Practical deployment. The B0-B3 range is well-suited for edge devices, while B4-B7 serve cloud applications, all from a single unified design methodology.

Key Technical Details

SE (Squeeze-and-Excitation) ratio: 0.25 in all MBConv blocks. The SE module first squeezes spatial dimensions via global average pooling, then uses two FC layers to compute channel-wise attention weights.
Stochastic depth with linearly increasing drop probability from 0 (early layers) to 0.2-0.3 (final layers) is critical for regularization in larger models.
The $α \cdot β^{2} \cdot γ^{2} \approx 2$ constraint reflects that FLOPs scale linearly with depth, quadratically with width (both input and output channels), and quadratically with resolution (both spatial dimensions).
EfficientNet-B0 vs. ResNet-50: B0 achieves 77.1% top-1 (vs. 76.0%) with 5.3M params (vs. 25.6M) and 0.39B FLOPs (vs. 4.1B).
Noisy Student Training (Xie et al., 2020): Using EfficientNet with semi-supervised learning achieved 88.4% top-1 on ImageNet, demonstrating the architecture's capacity when data is scaled.
Larger models (B5-B7) are memory-intensive due to high-resolution inputs; B7 at 600x600 resolution requires substantial GPU memory during training.

Common Misconceptions

"Compound scaling is specific to EfficientNet." The principle applies to any architecture. The authors showed compound scaling improves MobileNets and ResNets too, though the optimal ratios may differ.
"EfficientNet is always efficient." B5-B7 are quite large (30M-66M parameters, up to 37B FLOPs) and not suitable for mobile deployment. "Efficient" refers to the accuracy-per-FLOP ratio, not absolute cost.
"The NAS component is the main contribution." The NAS finds a good B0 baseline, but the compound scaling method is the primary contribution. Applying compound scaling to a manually designed baseline also yields strong results.

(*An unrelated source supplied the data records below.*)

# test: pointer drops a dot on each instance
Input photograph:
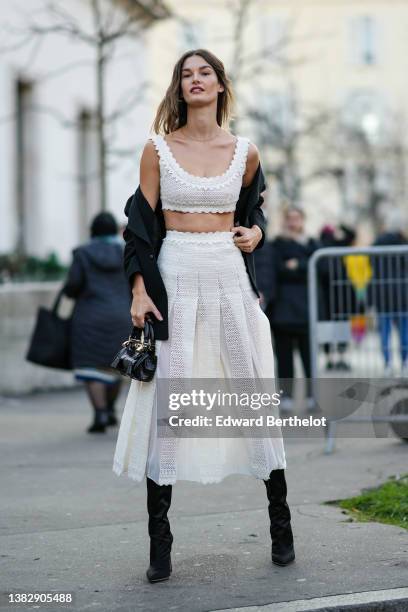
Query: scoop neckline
(195, 176)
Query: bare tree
(112, 21)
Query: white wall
(54, 216)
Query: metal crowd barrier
(358, 310)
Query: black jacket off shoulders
(146, 229)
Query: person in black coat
(388, 294)
(100, 319)
(287, 309)
(336, 300)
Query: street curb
(389, 600)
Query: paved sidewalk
(68, 523)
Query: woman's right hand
(141, 305)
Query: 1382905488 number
(39, 597)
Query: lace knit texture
(217, 329)
(186, 192)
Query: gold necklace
(200, 139)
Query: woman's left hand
(248, 238)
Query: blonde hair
(172, 111)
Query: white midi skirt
(218, 330)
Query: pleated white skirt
(217, 330)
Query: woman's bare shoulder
(252, 163)
(150, 173)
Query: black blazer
(146, 229)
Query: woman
(288, 312)
(100, 319)
(193, 271)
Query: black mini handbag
(137, 358)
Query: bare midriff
(198, 222)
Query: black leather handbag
(50, 342)
(137, 358)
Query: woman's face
(199, 82)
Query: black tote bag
(50, 343)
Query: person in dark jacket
(335, 298)
(100, 318)
(388, 293)
(288, 307)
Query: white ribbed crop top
(185, 192)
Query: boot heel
(282, 552)
(161, 538)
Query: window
(364, 40)
(26, 165)
(192, 35)
(275, 118)
(273, 34)
(88, 186)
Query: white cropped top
(185, 192)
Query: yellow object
(359, 270)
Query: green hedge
(19, 268)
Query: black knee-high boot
(283, 551)
(161, 538)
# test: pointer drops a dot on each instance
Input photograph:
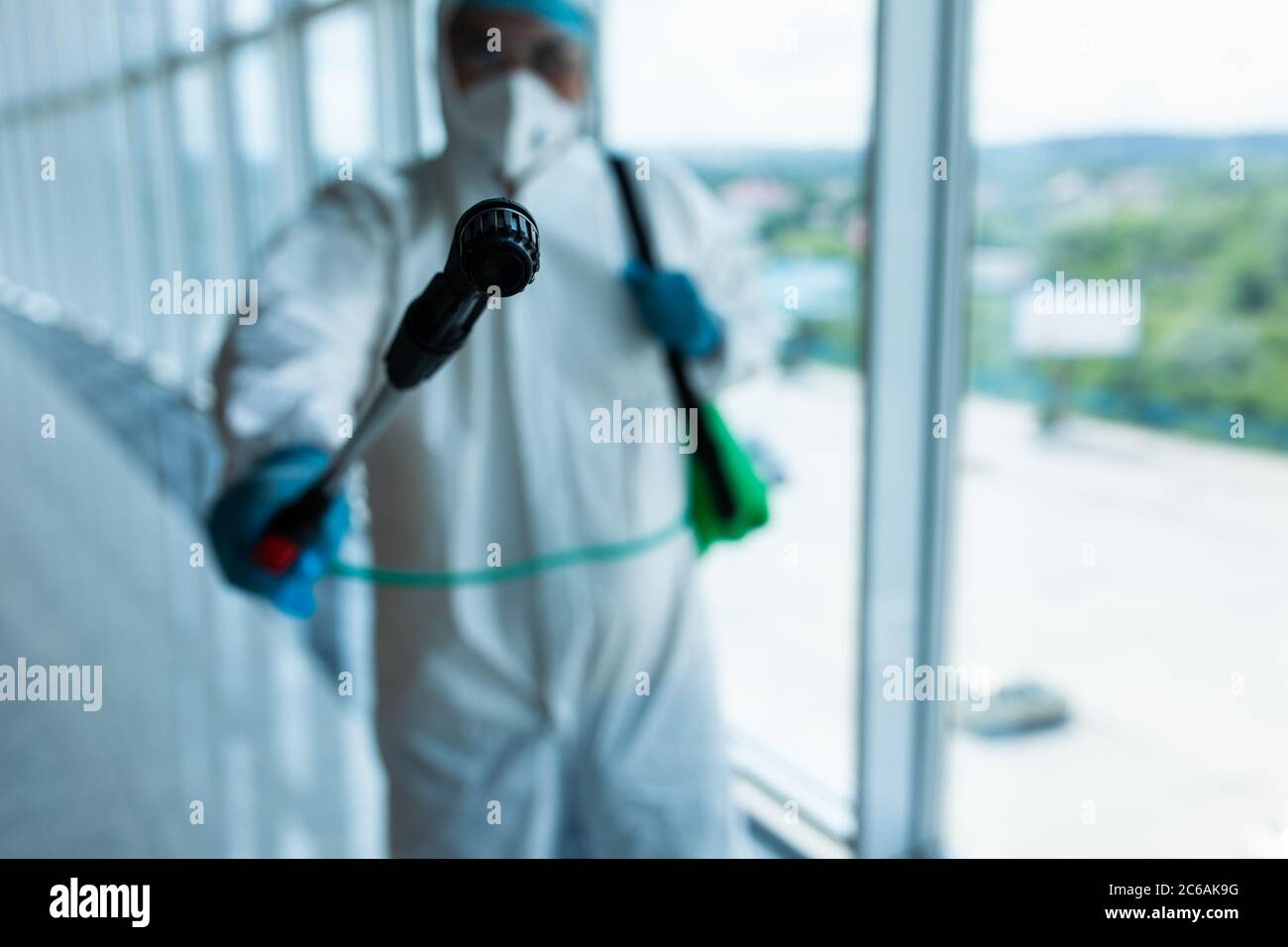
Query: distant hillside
(1016, 162)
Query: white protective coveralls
(509, 715)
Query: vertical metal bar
(911, 354)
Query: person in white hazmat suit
(570, 711)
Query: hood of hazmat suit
(572, 711)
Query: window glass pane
(261, 163)
(159, 243)
(1122, 523)
(183, 17)
(140, 31)
(774, 118)
(194, 157)
(248, 16)
(342, 94)
(202, 256)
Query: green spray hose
(605, 552)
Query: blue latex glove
(673, 308)
(244, 510)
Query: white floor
(206, 697)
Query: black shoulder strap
(704, 450)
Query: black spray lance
(494, 250)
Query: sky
(799, 72)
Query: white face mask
(515, 124)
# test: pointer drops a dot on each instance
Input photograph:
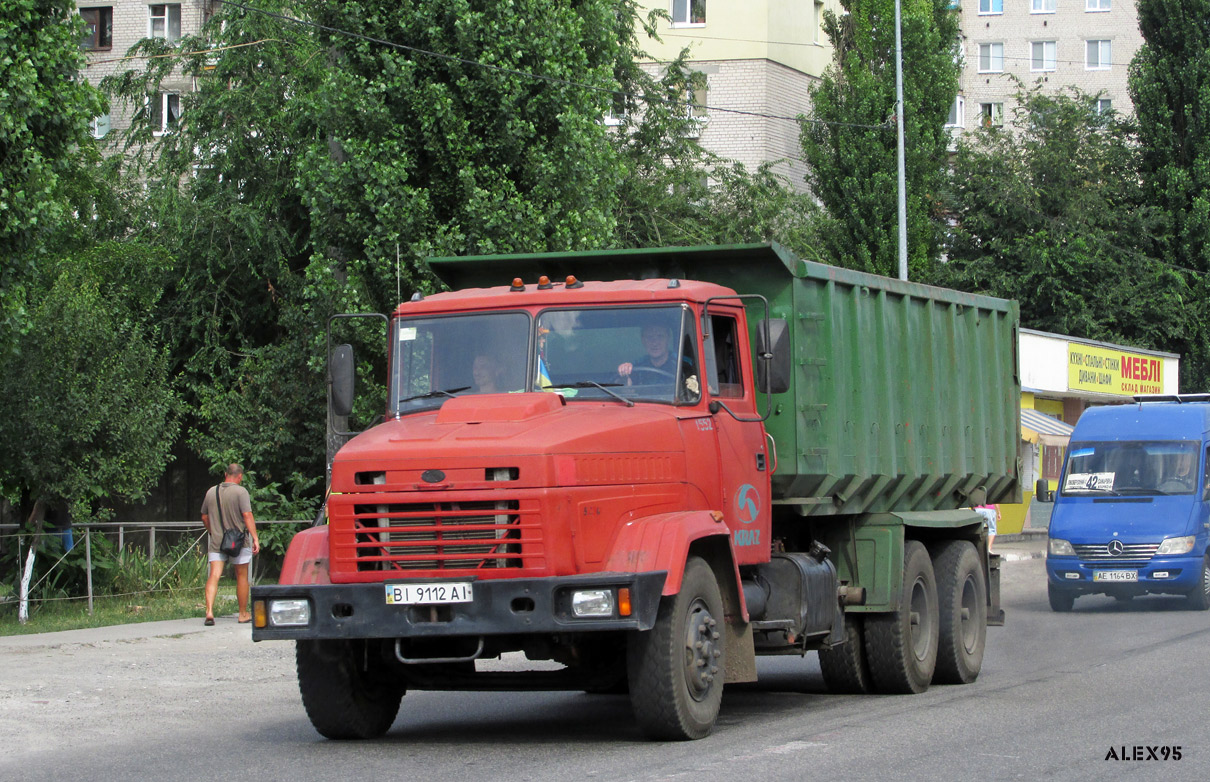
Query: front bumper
(1171, 575)
(500, 607)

Connections to Other Concepts

mobilenet.md: EfficientNet uses MobileNetV2's inverted residual blocks (MBConv) as its building block.
depthwise-separable-convolutions.md: The core operation within every MBConv block.
neural-architecture-search.md: NAS discovers the B0 architecture; the compound scaling method then scales it.
resnet.md: EfficientNet demonstrates that scaling more carefully (compound) outperforms scaling only depth (ResNet's approach) for the same computational budget.